NIH Director Francis S. Collins, MD, PhD, said in a blog post that HAVs could one day be a valuable option for dialysis patients or those undergoing cardiac procedures like coronary bypass surgery. It’s Heather Prichard’s, of Humacyte Inc. in Durham, N.C., and her colleagues’ job to grow the acellular vessels, which can run up to 16 inches long and 0.2 inches wide.

Prichard and her team build HAVs by starting with a lightweight, biodegradable polymer mesh scaffold that they then seed with cells extracted from human donor tissue. The vessel incubates for eight weeks in a lab-based 3D bioreactor system designed to dispense nutrients and mechanical pulsations in a fashion similar to that of an intact human circulatory system.

After two months of growth, Prichard and her colleagues remove all the living cells from the HAVs, leaving just a shell of collagen.

“It forms a non-living replacement vessel that retains the physical and mechanical integrity of a human blood vessel,” Collins wrote. “But, because these HAVs don’t have cells, they potentially can be surgically implanted into any human patient without risk of an immune reaction.”

The idea is that when an HAV is implanted in a patient, that patients’ own cells infiltrate the bioengineered vessels, eventually producing and building up layers of living tissue that morph the HAV into a functional, live blood vessel. The technique has been tested in more than 240 individuals to date, all of them end-stage renal failure patients whose HAVs were implanted into the upper arm area.

Patients underwent dialysis three times a week while their HAVs grew for between 16 and 200 weeks. Early results found the bioengineered vessels to be safe and fully functional, though Collins noted more research is required before any solid conclusions can be made.
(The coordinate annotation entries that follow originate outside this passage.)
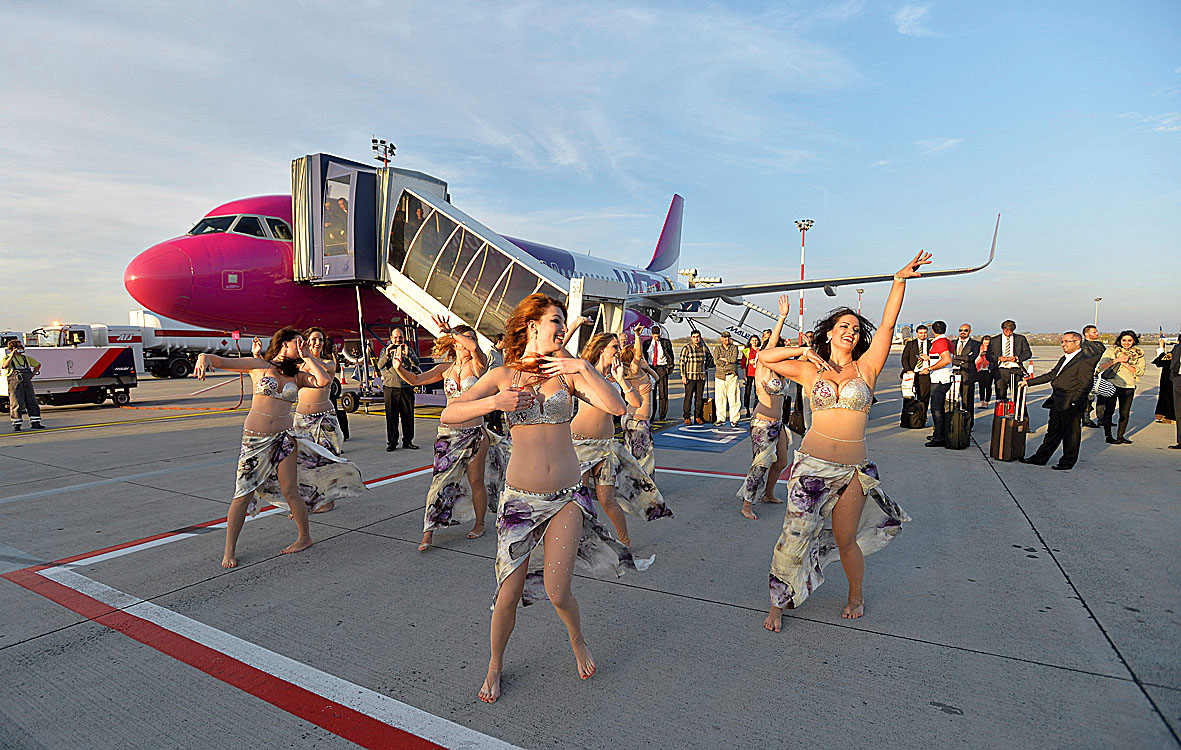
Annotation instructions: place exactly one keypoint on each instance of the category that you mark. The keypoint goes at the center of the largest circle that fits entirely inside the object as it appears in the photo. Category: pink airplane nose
(161, 279)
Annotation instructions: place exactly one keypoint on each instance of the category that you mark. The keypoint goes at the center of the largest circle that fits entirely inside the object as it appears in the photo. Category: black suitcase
(914, 413)
(1010, 425)
(957, 419)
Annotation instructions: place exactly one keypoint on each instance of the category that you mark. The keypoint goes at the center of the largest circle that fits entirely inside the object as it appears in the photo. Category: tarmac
(1022, 607)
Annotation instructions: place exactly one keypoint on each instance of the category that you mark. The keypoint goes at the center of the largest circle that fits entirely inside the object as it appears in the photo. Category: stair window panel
(436, 230)
(517, 284)
(447, 267)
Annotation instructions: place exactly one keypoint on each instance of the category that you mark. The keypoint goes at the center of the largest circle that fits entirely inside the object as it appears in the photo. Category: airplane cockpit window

“What’s potentially game-changing about HAVs is they offer the same 'off-the-shelf' ease of a plastic tube but with the advantages of living tissue,” he wrote. “Those advantages include the ability to fight infection and self-heal from the inevitable injury that comes with repeated needle pokes.”
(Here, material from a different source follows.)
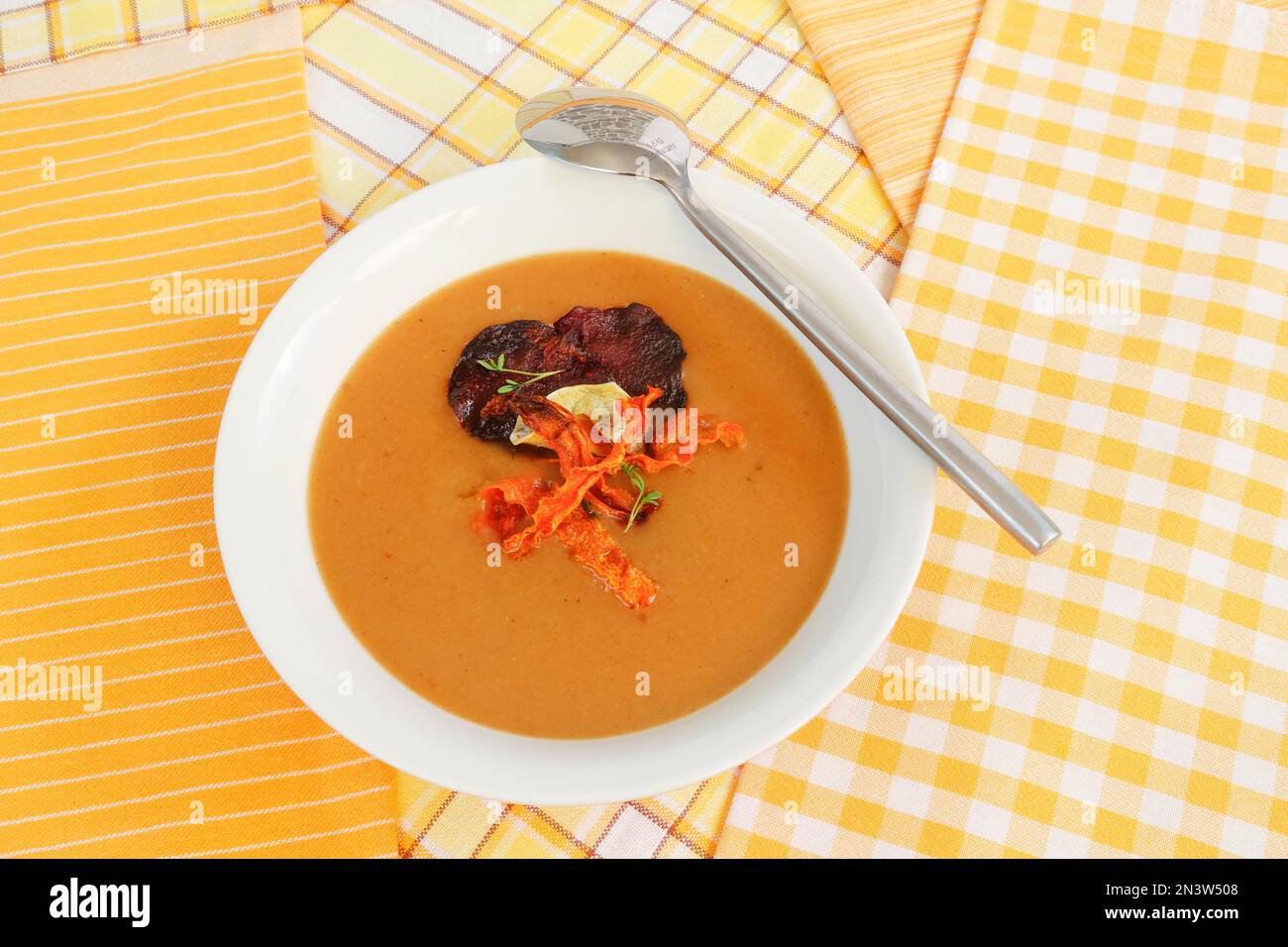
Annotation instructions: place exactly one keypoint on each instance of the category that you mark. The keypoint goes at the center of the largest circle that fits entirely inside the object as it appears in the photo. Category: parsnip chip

Collins said the majority of HAV work to date has been in kidney dialysis patients, but a current trial is testing the potential of the vessels to improve blood flow in patients with peripheral artery disease. He said Prichard also sees potential for HAVs in heart surgery and the treatment of congenital defects and traumatic injuries.

“Not bad for an object that looks like an ordinary plastic tube,” he wrote.